Why Hairdressers Cut Too ShortQ: Why do hairdressers always cut your hair too short? It's frustrating to see how each time I need a trim I lose a lot of length. The length I saved is always lost when I go for a trim. How will I ever be able to have long hair again?
A: As I see it, there may be a matter of miscommunication here. If your hairdresser is under the impression that this is meant to be a maintenance cut of the last cut he or she gave you, I can see where he/she might cut more hair off than you desire.
This is why it is IMPERATIVE that you always discuss with your stylist the long-term and short-term goals you have regarding your hair. A good stylist, who understands that your ultimate goal is to grow your hair out long(er) will perform trims and maintenance cuts accordingly.
With maintenance trims, the objective is to keep the hair at the length of the initial cut that created the style. If the client is trying to grow-out his or her hair, the objective shifts, and the hair is carefully trimmed so that the ends are even (our hairs grow independently at varying rates of growth). This allows the hair to look neat, without sacrificing the length.
Unfortunately, it has been my experience that most stylists fail to do even basic recordkeeping on their clients.

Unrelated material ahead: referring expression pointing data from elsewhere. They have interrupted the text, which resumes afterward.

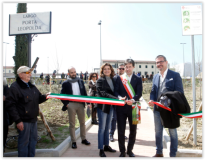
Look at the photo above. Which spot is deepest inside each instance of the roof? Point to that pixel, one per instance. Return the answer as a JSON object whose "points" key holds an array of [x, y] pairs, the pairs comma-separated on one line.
{"points": [[114, 60], [8, 67]]}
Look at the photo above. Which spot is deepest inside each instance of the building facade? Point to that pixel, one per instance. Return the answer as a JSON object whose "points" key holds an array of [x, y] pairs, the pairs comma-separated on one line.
{"points": [[144, 67]]}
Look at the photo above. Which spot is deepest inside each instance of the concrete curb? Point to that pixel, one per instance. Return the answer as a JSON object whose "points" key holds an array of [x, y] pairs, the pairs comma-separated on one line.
{"points": [[57, 152], [166, 142]]}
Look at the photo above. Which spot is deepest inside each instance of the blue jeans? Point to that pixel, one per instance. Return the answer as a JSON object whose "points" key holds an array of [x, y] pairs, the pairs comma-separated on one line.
{"points": [[113, 122], [159, 134], [104, 126], [27, 140]]}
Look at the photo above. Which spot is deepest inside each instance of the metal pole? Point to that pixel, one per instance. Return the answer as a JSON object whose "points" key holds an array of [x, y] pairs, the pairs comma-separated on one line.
{"points": [[194, 91], [29, 50], [5, 57], [100, 45]]}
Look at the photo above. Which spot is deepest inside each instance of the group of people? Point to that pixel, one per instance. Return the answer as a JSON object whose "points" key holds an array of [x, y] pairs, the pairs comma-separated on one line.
{"points": [[23, 99]]}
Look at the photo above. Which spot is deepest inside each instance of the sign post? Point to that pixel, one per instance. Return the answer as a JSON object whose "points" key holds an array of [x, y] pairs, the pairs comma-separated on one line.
{"points": [[30, 23], [192, 25]]}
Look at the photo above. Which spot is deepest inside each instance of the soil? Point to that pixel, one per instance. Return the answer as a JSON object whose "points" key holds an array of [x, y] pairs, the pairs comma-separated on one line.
{"points": [[58, 120], [186, 123]]}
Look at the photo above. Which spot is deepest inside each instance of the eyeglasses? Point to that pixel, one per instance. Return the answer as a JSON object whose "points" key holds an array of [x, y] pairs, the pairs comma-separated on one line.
{"points": [[160, 62], [27, 72]]}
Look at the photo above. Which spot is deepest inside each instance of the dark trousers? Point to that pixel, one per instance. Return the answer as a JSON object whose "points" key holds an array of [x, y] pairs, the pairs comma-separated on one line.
{"points": [[5, 133], [94, 112], [27, 140], [113, 122], [122, 114]]}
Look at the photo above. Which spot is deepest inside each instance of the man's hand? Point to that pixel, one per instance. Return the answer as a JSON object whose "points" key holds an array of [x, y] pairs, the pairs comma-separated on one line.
{"points": [[129, 102], [48, 94], [20, 126], [151, 103]]}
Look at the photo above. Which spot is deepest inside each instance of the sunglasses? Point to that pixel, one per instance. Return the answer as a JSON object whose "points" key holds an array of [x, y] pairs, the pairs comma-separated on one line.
{"points": [[27, 72]]}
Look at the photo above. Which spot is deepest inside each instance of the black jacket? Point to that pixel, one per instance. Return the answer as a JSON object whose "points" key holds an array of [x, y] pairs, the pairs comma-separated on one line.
{"points": [[178, 104], [22, 103], [67, 89], [104, 90], [5, 114]]}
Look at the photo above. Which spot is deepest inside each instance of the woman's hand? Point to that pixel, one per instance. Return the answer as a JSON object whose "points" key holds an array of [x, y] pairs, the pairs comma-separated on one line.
{"points": [[122, 98]]}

While one of the more important things we are taught in core education classes at institutions (technical colleges and beauty schools) is recordkeeping on our clients to track chemicals and services received, those who are salon-trained learn their craft based on the priorities of the salon.

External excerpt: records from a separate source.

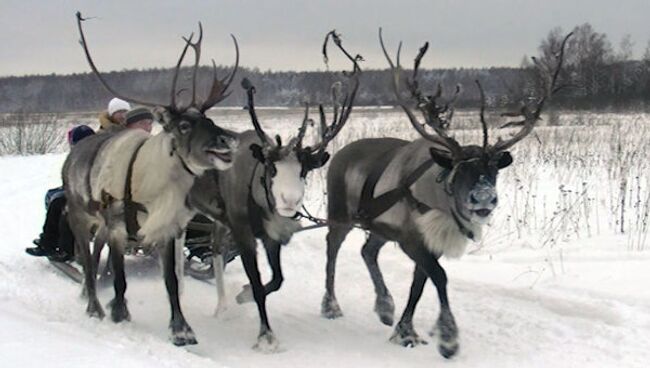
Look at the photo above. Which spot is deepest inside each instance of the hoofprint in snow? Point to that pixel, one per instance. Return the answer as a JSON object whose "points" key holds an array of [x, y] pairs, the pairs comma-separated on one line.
{"points": [[532, 303]]}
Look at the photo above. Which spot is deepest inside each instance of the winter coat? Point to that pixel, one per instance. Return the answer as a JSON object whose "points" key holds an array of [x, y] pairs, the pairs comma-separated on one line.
{"points": [[106, 123]]}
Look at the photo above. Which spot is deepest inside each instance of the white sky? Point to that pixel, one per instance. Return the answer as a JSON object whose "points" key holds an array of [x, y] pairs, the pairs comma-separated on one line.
{"points": [[40, 36]]}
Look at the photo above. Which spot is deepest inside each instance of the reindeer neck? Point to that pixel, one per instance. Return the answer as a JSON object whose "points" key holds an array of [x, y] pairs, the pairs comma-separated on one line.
{"points": [[156, 167]]}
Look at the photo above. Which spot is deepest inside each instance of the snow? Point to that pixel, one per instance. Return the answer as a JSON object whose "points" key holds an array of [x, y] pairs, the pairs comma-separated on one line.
{"points": [[580, 302]]}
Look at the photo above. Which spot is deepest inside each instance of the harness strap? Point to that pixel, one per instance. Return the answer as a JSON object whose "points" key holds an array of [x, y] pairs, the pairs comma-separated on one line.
{"points": [[93, 205], [370, 208], [184, 164], [131, 208]]}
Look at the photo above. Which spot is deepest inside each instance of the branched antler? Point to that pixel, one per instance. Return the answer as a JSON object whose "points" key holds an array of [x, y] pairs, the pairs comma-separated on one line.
{"points": [[84, 44], [217, 91], [426, 104], [250, 92], [530, 116], [329, 131]]}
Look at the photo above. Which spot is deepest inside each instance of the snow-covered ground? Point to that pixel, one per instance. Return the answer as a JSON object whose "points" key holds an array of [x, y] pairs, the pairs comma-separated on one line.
{"points": [[577, 301]]}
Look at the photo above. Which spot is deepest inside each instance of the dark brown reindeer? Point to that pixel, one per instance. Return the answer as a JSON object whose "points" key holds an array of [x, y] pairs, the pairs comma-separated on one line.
{"points": [[264, 190], [430, 196], [130, 184]]}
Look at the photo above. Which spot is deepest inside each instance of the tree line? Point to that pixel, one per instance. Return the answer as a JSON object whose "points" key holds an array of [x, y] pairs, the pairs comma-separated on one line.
{"points": [[598, 75]]}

And in all honesty, the only salon I have walked into the last ten years or so that kept records or any kind was a school salon. These days, some salons are getting around the recordkeeping responsibilities by having all clients sign waiver's before having any chemical services.
But we were talking specifically about stylists cutting the hair too short. The recordkeeping issue comes into play in this because a few notes in client's record can help the stylist know what the client wants from session to session. It lessens the risk of miscommunication because you've made the wishes clear and those intentions are written down.
It becomes your job to protect yourself and to stop giving your money to a stylist who doesn't do what you need/want done or at least communicate with you about your requests.